Negara mengeluarkan dana besar
membiayai warganya untuk short course mengembangkan skill agar bisa
berkiprah di dunia maya. Di Indonesia misalnya dilakukan oleh Menkominfo
melalui pelatihan online atau dalam bentuk pelatihan pra-kerja (kartu
pra-kerja) yang di dalamnya juga dilatih kemampua bertahan di zaman IoT.
Jadi semua lari pada yang online-online
atau orang-orang menyebutnya bisnis online. Bahasa lainnya netizen secara
voluntaris (suka rela) mensubjugasi diri ke dalam dunia daring. Wajar kemudian
dalam beberapa catatan, penghasilan kapital online meningkat hingga 300
persen selama pandemi. Pemilik aplikasi video konferensi macam Zoom
langsung menjadi kaya raya, dan diikuti oleh model aplikasi lainnya.

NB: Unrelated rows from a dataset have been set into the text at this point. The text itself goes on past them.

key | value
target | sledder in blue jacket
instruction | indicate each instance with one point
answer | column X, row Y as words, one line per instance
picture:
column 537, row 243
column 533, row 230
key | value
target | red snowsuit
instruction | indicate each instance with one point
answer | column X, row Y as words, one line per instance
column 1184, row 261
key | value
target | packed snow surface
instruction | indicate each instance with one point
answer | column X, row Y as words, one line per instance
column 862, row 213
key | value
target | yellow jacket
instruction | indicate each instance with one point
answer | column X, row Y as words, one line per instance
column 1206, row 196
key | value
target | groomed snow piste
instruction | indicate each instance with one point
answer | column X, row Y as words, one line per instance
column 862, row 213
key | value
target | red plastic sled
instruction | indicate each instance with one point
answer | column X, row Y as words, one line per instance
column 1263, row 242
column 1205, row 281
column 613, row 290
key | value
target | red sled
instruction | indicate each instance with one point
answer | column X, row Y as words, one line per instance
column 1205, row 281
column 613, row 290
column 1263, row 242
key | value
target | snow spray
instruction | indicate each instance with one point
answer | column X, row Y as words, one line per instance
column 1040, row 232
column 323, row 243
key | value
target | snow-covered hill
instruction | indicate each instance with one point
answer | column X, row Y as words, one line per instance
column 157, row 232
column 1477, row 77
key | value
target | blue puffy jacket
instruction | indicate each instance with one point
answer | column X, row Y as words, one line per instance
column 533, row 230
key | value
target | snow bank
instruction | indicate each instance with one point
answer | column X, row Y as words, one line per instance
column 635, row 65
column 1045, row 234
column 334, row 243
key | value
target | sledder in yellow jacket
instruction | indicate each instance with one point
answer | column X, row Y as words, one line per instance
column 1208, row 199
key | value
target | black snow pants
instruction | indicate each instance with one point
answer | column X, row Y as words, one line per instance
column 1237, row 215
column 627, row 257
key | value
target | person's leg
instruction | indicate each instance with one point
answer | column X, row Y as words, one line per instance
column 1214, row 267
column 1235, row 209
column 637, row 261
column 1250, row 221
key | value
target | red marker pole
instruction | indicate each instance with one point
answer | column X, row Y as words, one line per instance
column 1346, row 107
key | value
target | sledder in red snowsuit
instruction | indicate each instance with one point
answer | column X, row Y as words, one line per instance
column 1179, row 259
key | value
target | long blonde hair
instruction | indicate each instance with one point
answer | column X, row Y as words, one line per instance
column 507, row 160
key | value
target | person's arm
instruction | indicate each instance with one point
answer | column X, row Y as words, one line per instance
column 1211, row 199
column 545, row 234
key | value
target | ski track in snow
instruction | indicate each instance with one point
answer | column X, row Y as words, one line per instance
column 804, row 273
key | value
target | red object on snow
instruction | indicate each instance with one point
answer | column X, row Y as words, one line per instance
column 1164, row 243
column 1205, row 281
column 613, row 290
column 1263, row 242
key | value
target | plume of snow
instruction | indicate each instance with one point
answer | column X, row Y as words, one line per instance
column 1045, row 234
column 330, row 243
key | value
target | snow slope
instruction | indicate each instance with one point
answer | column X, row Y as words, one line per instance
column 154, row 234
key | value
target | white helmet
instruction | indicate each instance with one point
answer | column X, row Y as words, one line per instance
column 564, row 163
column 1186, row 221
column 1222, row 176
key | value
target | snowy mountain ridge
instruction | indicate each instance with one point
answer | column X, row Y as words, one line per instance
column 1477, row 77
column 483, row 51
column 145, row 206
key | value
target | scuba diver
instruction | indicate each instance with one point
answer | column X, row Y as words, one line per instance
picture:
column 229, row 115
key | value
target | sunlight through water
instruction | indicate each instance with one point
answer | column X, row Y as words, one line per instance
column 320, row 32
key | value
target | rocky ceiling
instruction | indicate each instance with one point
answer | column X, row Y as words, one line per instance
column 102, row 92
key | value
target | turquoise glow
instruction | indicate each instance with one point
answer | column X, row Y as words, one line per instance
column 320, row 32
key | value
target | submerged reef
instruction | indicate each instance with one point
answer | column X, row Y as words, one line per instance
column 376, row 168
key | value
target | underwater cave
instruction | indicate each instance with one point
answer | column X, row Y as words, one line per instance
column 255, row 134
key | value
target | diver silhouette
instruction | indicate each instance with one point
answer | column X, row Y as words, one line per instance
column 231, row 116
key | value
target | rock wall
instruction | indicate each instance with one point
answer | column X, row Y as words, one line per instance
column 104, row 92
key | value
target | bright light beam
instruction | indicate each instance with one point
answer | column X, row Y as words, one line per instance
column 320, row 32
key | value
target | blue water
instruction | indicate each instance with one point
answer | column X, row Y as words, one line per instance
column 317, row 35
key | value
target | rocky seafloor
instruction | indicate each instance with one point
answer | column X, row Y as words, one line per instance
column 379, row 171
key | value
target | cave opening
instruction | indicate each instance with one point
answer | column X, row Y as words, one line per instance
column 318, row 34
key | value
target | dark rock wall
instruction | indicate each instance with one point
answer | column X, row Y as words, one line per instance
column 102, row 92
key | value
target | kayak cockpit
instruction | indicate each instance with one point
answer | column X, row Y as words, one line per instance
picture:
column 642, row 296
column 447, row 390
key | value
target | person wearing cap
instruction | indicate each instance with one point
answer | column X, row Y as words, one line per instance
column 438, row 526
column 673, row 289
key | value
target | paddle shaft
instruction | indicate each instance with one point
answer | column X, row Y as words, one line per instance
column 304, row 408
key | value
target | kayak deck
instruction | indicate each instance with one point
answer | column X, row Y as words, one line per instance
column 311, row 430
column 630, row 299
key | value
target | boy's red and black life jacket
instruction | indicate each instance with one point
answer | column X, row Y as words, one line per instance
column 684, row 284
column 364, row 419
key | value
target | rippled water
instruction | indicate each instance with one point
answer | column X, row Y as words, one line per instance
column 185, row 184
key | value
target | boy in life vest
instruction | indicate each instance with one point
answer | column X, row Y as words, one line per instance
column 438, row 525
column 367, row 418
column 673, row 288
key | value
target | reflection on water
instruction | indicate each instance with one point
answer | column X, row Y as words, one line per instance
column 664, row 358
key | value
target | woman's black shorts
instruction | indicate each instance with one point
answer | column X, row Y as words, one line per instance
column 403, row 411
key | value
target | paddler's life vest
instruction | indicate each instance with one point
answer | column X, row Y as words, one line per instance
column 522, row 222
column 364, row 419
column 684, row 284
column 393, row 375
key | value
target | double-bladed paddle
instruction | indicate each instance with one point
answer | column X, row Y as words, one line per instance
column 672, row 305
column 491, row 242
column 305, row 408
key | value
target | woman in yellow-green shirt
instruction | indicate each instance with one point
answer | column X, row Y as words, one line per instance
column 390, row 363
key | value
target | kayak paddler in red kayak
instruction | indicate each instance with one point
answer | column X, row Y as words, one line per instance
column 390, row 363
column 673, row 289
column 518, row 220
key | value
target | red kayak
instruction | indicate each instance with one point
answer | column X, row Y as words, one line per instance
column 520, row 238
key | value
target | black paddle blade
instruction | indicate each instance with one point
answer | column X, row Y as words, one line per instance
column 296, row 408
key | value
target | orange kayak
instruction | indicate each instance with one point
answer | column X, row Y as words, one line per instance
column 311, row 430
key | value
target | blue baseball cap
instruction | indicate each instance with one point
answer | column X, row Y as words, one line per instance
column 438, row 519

Pergeseran ini tidak jauh berbeda
dengan yang terjadi pada pergeseran dari era 1.0 ke 2.0 di mana tenaga manusia
diganti oleh mesin. Pemutusan Hak Kerja juga terjadi besar-besaran karena
industri melakukan upaya efektifisasi kerja demi akumulasi modal yang jauh
besar lagi. Dan ternyata, umat manusia secara perlahan menyesuaikan dengan
ritme kapitalis yang baru tersebut.
Saat ini, di tengah pandemi ini,
gejala penyesuaian atas mode kapitalis yang baru, saya kira, tidak bisa ditolak
faktanya. Dengan demikian, komunisme kembali menjadi hipotesa lagi, dan entah
sampai kapan ada pembuktiannya. Sehingga menyatakan hipotesa komunis accepted
hari ini, saya kira sebentuk keterburu-buruan.
Selain itu, secara prinsipil
dalam hipotesa Marxis kapitalisme runtuh diakibatkan karena kontradiksi
internalnya. Artinya penyebab keruntuhan kapitalis ada dalam dirinya.
Sementara, wabah ini adalah faktor eksternal terhadap kapitalisme yang hanya
akan terjadi sementara saja. Setelah wabah usai, maka faktor pendorongnya juga
hilang.
Dengan demikian, memang jelas bahwa wabah korona menunjukkan, sekali lagi, bagaimana kejamnya watak sistem kapitalisme. Namun, juga tidak mudah untuk meruntuhkan kapitalisme. Seperti sebuah mahluk yang memiliki antibodi yang kuat dan dapat menyesuaikan diri. Namun begitu, tetaplah kapitalisme sebuah kejahatan.